Crystal Bright and the Silver Hands offer a complex package with the release of this album. The album features lyrics that are elusive and mysterious, offering the curious listener a taste of Greek mythology, pagan ritual, and displaying an excellent musical and lyrical vocabulary. In featuring specialized musicians and diverse instrumentation (piano, accordion, trombone, violin, cello and... toaster oven rack amongst others), the resulting mood is a polyglot feeling that blends musical traditions and harmonies, creating something that is stylish and unique, if a bit off the beaten path. Several of the tracks on this album have a definite "dramatic" feel, sounding like a stage show performance from an alternate dimension, while others strike a far more lonely, deliberate stance, offering mystery and mythological tones as their subject. The resulting combination proves to be enigmatic and satisfying, diverse and tantalizing all at the same time.

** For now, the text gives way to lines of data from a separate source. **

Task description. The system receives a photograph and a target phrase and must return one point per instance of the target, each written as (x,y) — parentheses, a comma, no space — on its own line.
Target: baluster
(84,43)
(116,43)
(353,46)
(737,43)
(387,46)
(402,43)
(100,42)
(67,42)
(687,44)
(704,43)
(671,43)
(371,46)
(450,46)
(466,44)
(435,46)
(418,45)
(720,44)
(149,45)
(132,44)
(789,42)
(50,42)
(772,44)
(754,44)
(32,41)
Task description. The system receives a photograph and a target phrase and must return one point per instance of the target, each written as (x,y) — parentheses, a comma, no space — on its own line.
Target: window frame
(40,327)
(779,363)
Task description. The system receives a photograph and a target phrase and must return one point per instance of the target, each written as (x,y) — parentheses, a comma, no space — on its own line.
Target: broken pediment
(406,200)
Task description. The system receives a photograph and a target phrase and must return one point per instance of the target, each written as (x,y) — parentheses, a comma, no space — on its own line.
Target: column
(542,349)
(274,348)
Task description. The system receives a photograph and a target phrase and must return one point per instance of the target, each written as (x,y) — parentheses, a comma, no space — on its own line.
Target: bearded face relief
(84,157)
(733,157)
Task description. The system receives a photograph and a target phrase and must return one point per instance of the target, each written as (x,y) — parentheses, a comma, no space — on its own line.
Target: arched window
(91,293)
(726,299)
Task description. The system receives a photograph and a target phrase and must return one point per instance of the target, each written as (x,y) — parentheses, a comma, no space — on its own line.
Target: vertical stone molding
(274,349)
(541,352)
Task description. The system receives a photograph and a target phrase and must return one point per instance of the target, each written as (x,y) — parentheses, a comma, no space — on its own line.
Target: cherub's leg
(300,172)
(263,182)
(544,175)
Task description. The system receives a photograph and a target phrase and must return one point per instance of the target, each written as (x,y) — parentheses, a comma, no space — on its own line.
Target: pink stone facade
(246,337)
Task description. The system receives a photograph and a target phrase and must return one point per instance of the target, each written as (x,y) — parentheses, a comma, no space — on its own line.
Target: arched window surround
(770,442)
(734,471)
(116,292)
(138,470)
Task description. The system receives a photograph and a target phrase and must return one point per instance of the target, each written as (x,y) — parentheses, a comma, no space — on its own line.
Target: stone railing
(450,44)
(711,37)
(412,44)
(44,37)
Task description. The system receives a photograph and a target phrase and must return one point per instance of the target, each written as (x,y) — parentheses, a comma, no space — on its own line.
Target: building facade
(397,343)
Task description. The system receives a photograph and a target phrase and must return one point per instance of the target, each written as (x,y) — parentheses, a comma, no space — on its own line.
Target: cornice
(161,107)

"The Absolute Elsewhere" begins with "The End," a track that features an ethereal mixture of accordion and lilting vocals, sounding like European carnival music from a different century. "October" captures some of this same mood, exemplified with a mixture of horns and expressive lyrics. "Forest of Dreams" invokes the cadence and expression of klezmer, with snappy percussion punctuated by Bright's vocals and lyrics. The song embodies several different moods, with frantic, percussive moments contrasted by much more deliberate, measured ones. "Engastrimyth" gallops out of the starting gates, incorporating horns and Bright's confident voice in creating a yearning, wistful tune. "Of Sirenuse" begins with light piano and violin, ramping up in intensity, providing a lovely foundation on which Bright's vocals shine; the song explores various moods and textures, but ultimately washes away in minimalist fashion, punctuated by the lonely pluck of solitary piano keys.

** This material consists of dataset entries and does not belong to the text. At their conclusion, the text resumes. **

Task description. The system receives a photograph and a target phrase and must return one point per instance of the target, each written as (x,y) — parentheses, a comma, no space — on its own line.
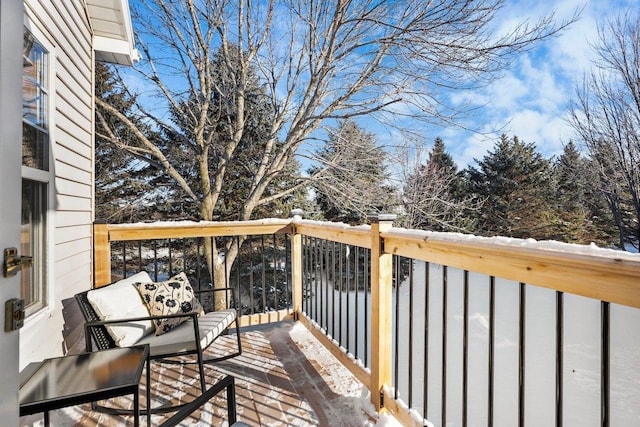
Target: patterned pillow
(171,297)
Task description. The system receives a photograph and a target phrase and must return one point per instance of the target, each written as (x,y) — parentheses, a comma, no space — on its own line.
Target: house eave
(113,39)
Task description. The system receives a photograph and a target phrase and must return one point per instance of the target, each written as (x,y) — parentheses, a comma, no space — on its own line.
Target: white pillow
(121,300)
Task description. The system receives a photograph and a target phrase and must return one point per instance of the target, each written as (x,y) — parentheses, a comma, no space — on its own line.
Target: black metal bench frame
(96,333)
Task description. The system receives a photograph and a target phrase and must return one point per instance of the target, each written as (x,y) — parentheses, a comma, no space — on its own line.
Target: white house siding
(70,237)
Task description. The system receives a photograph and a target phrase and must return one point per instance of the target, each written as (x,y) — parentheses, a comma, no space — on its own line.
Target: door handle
(14,263)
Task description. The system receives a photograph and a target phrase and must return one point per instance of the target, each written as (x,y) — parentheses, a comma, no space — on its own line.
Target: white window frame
(48,177)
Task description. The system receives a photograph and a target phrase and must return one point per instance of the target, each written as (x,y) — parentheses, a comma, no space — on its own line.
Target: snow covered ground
(582,353)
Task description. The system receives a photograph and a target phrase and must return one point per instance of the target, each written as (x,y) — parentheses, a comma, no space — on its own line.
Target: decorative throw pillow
(170,297)
(121,300)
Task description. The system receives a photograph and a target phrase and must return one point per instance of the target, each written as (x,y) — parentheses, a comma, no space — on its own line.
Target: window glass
(33,243)
(35,155)
(35,101)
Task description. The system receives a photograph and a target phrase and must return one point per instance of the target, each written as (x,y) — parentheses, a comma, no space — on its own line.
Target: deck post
(296,264)
(101,254)
(381,309)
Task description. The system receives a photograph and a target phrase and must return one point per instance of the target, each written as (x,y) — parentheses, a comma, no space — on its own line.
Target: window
(33,243)
(35,167)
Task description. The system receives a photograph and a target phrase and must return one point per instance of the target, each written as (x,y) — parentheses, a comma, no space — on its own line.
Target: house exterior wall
(65,25)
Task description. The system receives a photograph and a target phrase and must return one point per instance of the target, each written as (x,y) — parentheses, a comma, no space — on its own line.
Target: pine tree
(584,216)
(123,183)
(432,194)
(516,183)
(353,176)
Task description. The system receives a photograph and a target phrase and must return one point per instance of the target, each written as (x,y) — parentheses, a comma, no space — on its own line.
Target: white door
(11,42)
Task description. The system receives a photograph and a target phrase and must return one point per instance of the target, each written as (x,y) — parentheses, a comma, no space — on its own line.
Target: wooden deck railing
(605,277)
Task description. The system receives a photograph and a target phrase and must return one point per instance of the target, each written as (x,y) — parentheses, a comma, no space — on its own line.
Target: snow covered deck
(284,377)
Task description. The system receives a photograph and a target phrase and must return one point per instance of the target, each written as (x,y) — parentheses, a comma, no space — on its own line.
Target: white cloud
(531,99)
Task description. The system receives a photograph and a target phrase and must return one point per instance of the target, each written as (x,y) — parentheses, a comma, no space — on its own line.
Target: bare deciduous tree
(606,116)
(318,61)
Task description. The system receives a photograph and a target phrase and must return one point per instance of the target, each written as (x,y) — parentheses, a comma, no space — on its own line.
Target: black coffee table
(83,378)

"Bajando La Luna," when translated, refers to the "Drawing Down of the Moon" which is a Wiccan ritual that enabled the priest/priestess to go into a trance while beckoning the Goddess. This sort of mystical, lonely quality pervades the album, with Bright presumably taking on the role of the high priestess. This sort of mystical quality, this depiction of priestess sharing meaning through song is a fitting metaphor for Bright's work on this album. The instrumental "Tree of Tantalus" is characterized by brooding strings, reclusive piano, and a yearning wistfulness as it invokes the story of Tantalus, a Greek figure who spends eternity in the Underworld. The arrangement and strings on this track invoke a haunted, mysterious feeling. The album closes with the frantic exploration of "Choke," which features loose arrangements that swell in intensity, rising into a cacophony of noise, only to fade away into oblivion.
In my seven years of writing for the Home Grown Music Network, this collection of music definitely proves to be one of the more exotic selections that I have been given the opportunity to write about. In exploring themes of classic literature, mysticism, and incorporating lyrics and mythology that are not part of the general lexicon, the album has a refined quality that is decidedly "different" than most standard fare. Bright sings expressively in these sophisticated tracks, showing herself to be a complex chanteuse whose voice veers and sways, sometimes smooth and polished, other times more frantic and urgent. By combining her intelligent lyrics and sense of mystery with varied, off the beaten path arrangements and instrumentation, "The Absolute Elsewhere" proves to be an emotionally and musically complex recording, and one of the most unique presentations of music I have heard in a long time.